Dikkatinizi çeken, gözünüze çarpan, içinizden gelen doğal malzemeler toplayın- taşlar, yere düşmüş yapraklar, dallar, çiçekler, tüyler olabilir. Bu süreçte niyetinizle uyumlu unsurlar, elementler kendiliğinden size hitap edecektir, içsel rehberliğinize güvenebilirsiniz. Tüm bunları yaparken her birine ve doğaya saygı göstermek, teşekkür ederek almak önemli. Özellikle bir bitkiden, bir ağaçtan bir parça alacaksanız o bitkiden izin isteyin ve sonrasında teşekkür edin. Örneğin, eğer çalışmama katılmayı kabul ettiyse, ben bir saç telimi o bitkinin üzerine bırakarak veya tükürüğümden gövdesine sürerek şükranımı sunuyorum.
Ayrıca sizin için özel anlam taşıyan ve dahil etmek istediğiniz bir obje varsa (kristaller, çizim, fotoğraf vb.) ekleyebilirsiniz.
Hazırlıklarınız tamamlandığında, seçtiğiniz yerin bir kutsal alan haline gelmesi için dikkatinizi ve niyetinizi bu yönde yoğunlaştırın. Sizin için kutsallığın ifadesi her nasılsa, onu, o gücü, enerjileri, yaratımı, Yaratan’ı bu alana davet edin.
Malzemelerinizi bir tam daire oluşturacak şekilde, her birini duayla, taşıdığı anlam, ifade veya niyetle birlikte yerleştirin. Bunun bir yolu da her birine nefesinizle üfleyerek yaşam enerjisini ve niyetinizi aktarmaktır. Üzerinde düşünsel bir sürece girmeden, içinizden o sırada geldiği gibi seçin, yerleştirin, gerekirse tekrar yerleştirin. Hepsinin içinde bulunduğu çember Yaşam Çemberi’ni ve Şifa Çemberi’ni temsil eder.
Bitirdiğinizde yaratımınızı gözden geçirin, sizde ne tür hisler, içgörüler uyandırdığına bakın, çünkü yarattığınız Sand Painting sizin içsel enerjinizin de bir haritası.
Bu bir tür meditasyon ve aynı zamanda her anıyla dinamik ve yaşayan bir süreç. Dolayısıyla bir süre sonra bazılarının yerini değiştirmek veya çıkartmak isteyebilirsiniz, çekinmeyin, bu dönüşümü ve şifayı ifade eder, bir anlamda yeniden haritalama yapmaya eşdeğerdir.
Ritüelinizi tamamladığınızda, getirdikleri hediyeler için her bir unsura ve bu duanızı emanet ettiğiniz Toprak Ana’ya kalpten teşekkür ederek mandalanızı dağıtabilirsiniz.
Bir günlük veya iki günlük Sand Painting’ler de yapılabilir.

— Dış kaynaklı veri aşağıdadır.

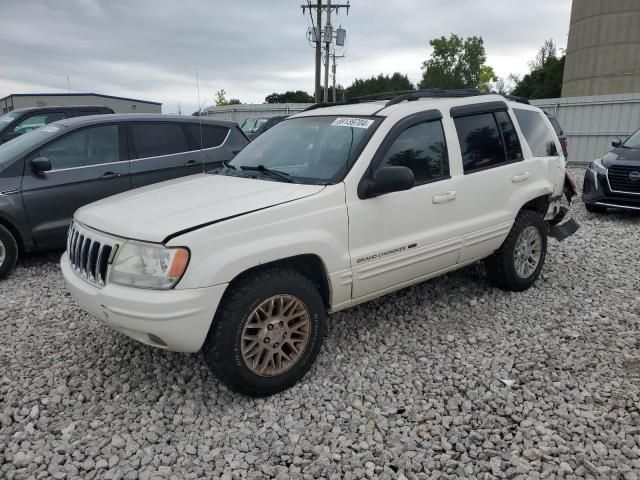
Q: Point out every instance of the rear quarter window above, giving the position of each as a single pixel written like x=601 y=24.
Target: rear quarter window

En fazla 3 günlük yapın.
Her halikarda, sonunda, kutsal alanı kapatmanız ve arkanızda bir şey bırakmamanız önemli.
Birkaç günlük yaptığınızda, her gün ziyaret ederek başında vakit geçirebilir, hem değişimleri gözlemleyebilir, hem isterseniz değişiklik yapabilirsiniz. Bir sonraki gelişinizde her farkettiğiniz yer değiştirme, eksilme gibi hareketlilik “değişim” sembolüdür.
Bazen yağmurun, rüzgarın veya orada yaşayan hayvanların da yaratımınıza katıldığını hissetmek, desteklerini farketmek tarifsiz bir şekilde insanın içini doldurup taşırıyor.